Like the river, the poem starts on Dartmoor, and ends at Dartmouth, in the sea. People introduced along the way include "at least one mythical figure ("Jan Coo: his name means So-and-So of the Woods"), a naturalist, a fisherman and bailiff, dead tin miners, a forester, a water nymph, a canoeist, town boys, a swimmer, a water extractor, a dairy worker, a sewage worker, a stonewaller, a boat builder, a poacher, an oyster gatherer, a ferryman, a naval cadet, a river pilot and finally a seal watcher".

==Reception==
Jeanette Winterson praised the poem on her website, saying "This moving, changing poem, as fast-flowing as the river and as deep, is a celebration of difference – the great variety of the natural world, and the escapes of the human spirit". David Wheatley said it was a "heartening book", and that "Oswald shows that poetry need not choose between Hughesian deep myth and Larkinesque social realism". He praised the poem as ambitious and said that Oswald "shows, post-New Generation, that wry ironies and streetwise demotic do not exhaust the available range of tonal and thematic possibilities".

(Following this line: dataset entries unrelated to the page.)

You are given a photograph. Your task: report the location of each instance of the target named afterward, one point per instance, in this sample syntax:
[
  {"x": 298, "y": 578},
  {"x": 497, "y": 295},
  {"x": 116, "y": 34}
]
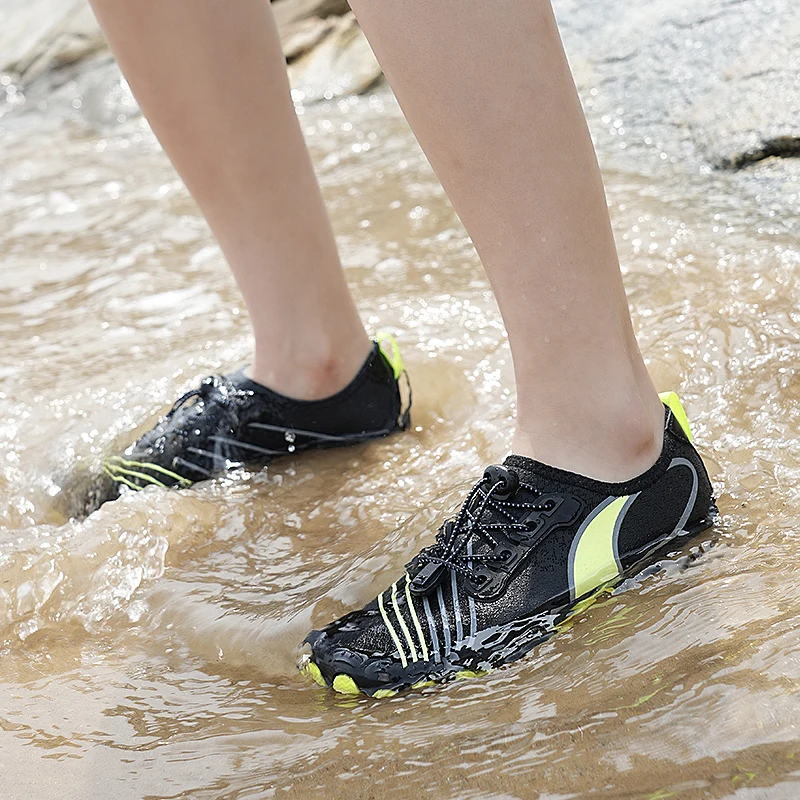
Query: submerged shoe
[
  {"x": 528, "y": 544},
  {"x": 233, "y": 421}
]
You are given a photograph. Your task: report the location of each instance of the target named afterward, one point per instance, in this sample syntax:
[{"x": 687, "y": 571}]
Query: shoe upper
[
  {"x": 232, "y": 421},
  {"x": 529, "y": 541}
]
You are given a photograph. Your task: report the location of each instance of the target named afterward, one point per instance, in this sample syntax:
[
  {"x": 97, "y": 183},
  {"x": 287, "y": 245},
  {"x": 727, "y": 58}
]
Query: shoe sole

The poem has been studied by ecocritics; Rowan Middleton, who published a lengthy article on the poem in Green Letters, a journal of ecocriticism, saw aspects of Claude Lévi-Strauss's bricolage in the poem. In response to critics of environmentalist works of art who object that works of art "that focus on physical connection with a local environment" fall short, because they lack a globalized interconnectedness, he argues that "Oswald’s poem transcends the physical through its engagement with the river’s spiritual and mythological aspects".